An Ermanno Olmi in colour, but with an aesthetic delight certainly more pronounced than that of the master of “L’albero degli zoccoli” and with a story very often told in a low, whispered voice. } This is how “Vermiglio” is presented, the second work by Maura Delpero, in competition for Italy at the Venice Film Festival, set in the Dolomites, on the border with Austria, where the war is present, but far away, in the valley.

It is a film about “roots”, those of the director of “Maternal”, about things of yesteryear, about the life of a humanity still close to nature and about the time that passes always repeating the same things: births and deaths and, of course, the occasional tragedy.

The story takes place in 1944 in Vermiglio, a high mountain village in the autonomous province of Trento (where the director’s father was born). Here lives maestro Cesare (Tommaso Ragno), torn between teaching a multi-grade class, his passion for classical music and his family, three teenage daughters, Lucia, Ada and Livia, who are so close that they share the same bed.

The arrival of Pietro (Giuseppe De Domenico), a refugee soldier (perhaps a deserter), leads to the marriage of the eldest, Lucia (Martina Scrinzi), who becomes pregnant.

Deprived of their sister, Ada (Rachele Potrich) and Livia (Anna Thaler) are separated by their father’s favoritism.

But fate once again strikes Lucia down. At the end of the war, her husband sets off on a journey to his native Sicily, where a single shot leaves two women widowed.

Lucia realises that she has been only Pietro’s “mountain wife”, murdered by his first and legitimate Sicilian wife, whose existence she had not known about.
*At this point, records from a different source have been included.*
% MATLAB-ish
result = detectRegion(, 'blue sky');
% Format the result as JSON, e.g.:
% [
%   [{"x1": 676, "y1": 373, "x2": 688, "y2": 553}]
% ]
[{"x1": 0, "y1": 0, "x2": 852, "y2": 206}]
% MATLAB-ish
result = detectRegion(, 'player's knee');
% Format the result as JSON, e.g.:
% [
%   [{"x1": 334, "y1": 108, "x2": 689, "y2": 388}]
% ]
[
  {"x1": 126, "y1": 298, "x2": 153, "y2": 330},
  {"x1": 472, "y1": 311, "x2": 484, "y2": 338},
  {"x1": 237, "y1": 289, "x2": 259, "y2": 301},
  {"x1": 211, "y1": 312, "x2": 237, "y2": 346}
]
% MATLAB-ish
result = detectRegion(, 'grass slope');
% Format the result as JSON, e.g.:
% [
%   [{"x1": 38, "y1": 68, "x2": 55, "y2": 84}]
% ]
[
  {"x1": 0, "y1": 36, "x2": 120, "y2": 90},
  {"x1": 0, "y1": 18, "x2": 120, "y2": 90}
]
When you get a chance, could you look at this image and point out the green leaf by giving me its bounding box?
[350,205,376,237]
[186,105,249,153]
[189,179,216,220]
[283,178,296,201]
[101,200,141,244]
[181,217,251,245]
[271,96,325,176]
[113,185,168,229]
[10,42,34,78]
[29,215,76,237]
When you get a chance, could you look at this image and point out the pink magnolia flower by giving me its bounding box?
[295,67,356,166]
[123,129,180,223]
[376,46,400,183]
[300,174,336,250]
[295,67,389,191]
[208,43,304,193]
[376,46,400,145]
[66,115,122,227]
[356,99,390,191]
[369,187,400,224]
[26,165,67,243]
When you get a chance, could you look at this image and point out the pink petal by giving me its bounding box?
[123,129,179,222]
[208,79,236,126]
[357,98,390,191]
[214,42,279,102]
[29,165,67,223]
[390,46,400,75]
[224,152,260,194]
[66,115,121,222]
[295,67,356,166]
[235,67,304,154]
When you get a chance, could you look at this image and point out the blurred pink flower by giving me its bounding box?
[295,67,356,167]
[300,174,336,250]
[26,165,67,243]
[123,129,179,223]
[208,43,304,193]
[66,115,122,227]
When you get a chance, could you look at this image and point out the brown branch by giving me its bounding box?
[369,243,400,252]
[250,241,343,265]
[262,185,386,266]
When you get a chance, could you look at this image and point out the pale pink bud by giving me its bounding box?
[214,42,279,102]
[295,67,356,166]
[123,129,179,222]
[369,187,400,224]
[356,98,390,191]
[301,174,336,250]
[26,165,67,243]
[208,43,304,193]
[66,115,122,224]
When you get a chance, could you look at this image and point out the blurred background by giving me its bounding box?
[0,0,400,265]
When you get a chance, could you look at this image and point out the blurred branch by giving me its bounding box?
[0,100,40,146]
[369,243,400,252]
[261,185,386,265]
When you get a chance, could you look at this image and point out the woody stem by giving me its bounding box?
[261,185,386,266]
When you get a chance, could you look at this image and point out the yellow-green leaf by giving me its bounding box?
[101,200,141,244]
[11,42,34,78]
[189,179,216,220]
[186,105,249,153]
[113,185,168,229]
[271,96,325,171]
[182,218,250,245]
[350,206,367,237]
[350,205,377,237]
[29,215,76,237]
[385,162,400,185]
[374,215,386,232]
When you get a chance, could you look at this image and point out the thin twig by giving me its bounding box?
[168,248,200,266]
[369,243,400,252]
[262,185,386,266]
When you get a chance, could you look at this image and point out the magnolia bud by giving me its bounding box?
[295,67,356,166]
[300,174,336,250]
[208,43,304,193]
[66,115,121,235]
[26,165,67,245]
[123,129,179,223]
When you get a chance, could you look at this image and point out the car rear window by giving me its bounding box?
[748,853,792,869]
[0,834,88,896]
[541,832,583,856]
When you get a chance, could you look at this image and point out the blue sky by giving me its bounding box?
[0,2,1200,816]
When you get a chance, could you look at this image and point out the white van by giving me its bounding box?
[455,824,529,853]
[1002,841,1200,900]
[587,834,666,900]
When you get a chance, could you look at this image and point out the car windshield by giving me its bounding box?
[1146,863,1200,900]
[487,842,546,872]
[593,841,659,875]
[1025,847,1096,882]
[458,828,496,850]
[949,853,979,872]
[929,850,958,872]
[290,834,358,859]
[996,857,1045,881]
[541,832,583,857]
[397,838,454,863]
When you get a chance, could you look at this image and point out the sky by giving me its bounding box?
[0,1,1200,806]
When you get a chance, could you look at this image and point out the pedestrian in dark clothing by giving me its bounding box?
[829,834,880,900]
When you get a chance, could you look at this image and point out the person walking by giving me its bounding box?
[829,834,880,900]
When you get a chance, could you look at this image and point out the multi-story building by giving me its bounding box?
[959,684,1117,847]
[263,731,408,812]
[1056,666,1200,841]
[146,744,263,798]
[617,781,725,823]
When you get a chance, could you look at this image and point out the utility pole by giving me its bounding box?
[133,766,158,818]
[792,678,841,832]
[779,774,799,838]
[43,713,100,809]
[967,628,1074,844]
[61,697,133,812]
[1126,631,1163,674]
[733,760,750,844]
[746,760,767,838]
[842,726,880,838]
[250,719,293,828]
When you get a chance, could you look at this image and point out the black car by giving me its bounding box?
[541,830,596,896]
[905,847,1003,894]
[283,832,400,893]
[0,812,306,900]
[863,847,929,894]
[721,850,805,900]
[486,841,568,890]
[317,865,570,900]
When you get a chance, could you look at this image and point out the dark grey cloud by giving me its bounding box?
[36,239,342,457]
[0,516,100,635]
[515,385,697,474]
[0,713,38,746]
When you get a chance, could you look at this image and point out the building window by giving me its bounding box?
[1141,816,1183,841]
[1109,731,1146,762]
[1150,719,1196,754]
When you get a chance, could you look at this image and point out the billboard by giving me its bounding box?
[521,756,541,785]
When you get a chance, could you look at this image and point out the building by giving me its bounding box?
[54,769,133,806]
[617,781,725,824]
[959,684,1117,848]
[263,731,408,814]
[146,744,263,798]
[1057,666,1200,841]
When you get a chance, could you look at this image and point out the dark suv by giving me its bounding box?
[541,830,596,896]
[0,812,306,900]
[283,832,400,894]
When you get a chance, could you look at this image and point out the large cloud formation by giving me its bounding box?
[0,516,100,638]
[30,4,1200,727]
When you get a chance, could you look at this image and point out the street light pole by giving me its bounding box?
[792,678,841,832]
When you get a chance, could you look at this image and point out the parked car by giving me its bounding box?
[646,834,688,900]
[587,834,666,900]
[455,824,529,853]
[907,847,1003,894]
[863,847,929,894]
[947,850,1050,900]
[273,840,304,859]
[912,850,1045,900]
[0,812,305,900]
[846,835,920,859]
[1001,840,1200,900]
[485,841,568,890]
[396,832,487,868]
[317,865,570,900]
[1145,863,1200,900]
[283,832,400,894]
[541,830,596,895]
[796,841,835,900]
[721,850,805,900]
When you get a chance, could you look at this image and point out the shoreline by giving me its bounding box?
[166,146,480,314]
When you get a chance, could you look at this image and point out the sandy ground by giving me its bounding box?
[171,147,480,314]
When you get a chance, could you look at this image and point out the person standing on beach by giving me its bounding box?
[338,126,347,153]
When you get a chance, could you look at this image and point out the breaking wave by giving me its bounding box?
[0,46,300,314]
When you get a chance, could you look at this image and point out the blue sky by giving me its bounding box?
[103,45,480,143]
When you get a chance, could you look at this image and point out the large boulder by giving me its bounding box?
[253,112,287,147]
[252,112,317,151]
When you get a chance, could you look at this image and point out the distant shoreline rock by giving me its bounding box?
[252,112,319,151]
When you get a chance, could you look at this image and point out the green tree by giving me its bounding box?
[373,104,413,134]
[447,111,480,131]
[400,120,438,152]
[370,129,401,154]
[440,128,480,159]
Lucia then undertakes a physical, though perhaps only imagined, journey to Sicily to confront her husband’s past and to accept with more love the daughter, Antonia, that their marriage has produced.

The iconic moment of “Vermiglio” occurs when the “maestro” has his young students listen to Vivaldi’s “The Four Seasons”, asking them to identify which one they are listening to.

And the passing of the seasons, both natural and human, as well as the rules of life, are perhaps the core of “Vermiglio”, which is reflected in a popular saying full of concreteness.

Upon hearing of Pietro’s death, leaving behind a widow and a daughter, someone comments: “One more mouth to feed and one less man to work with.”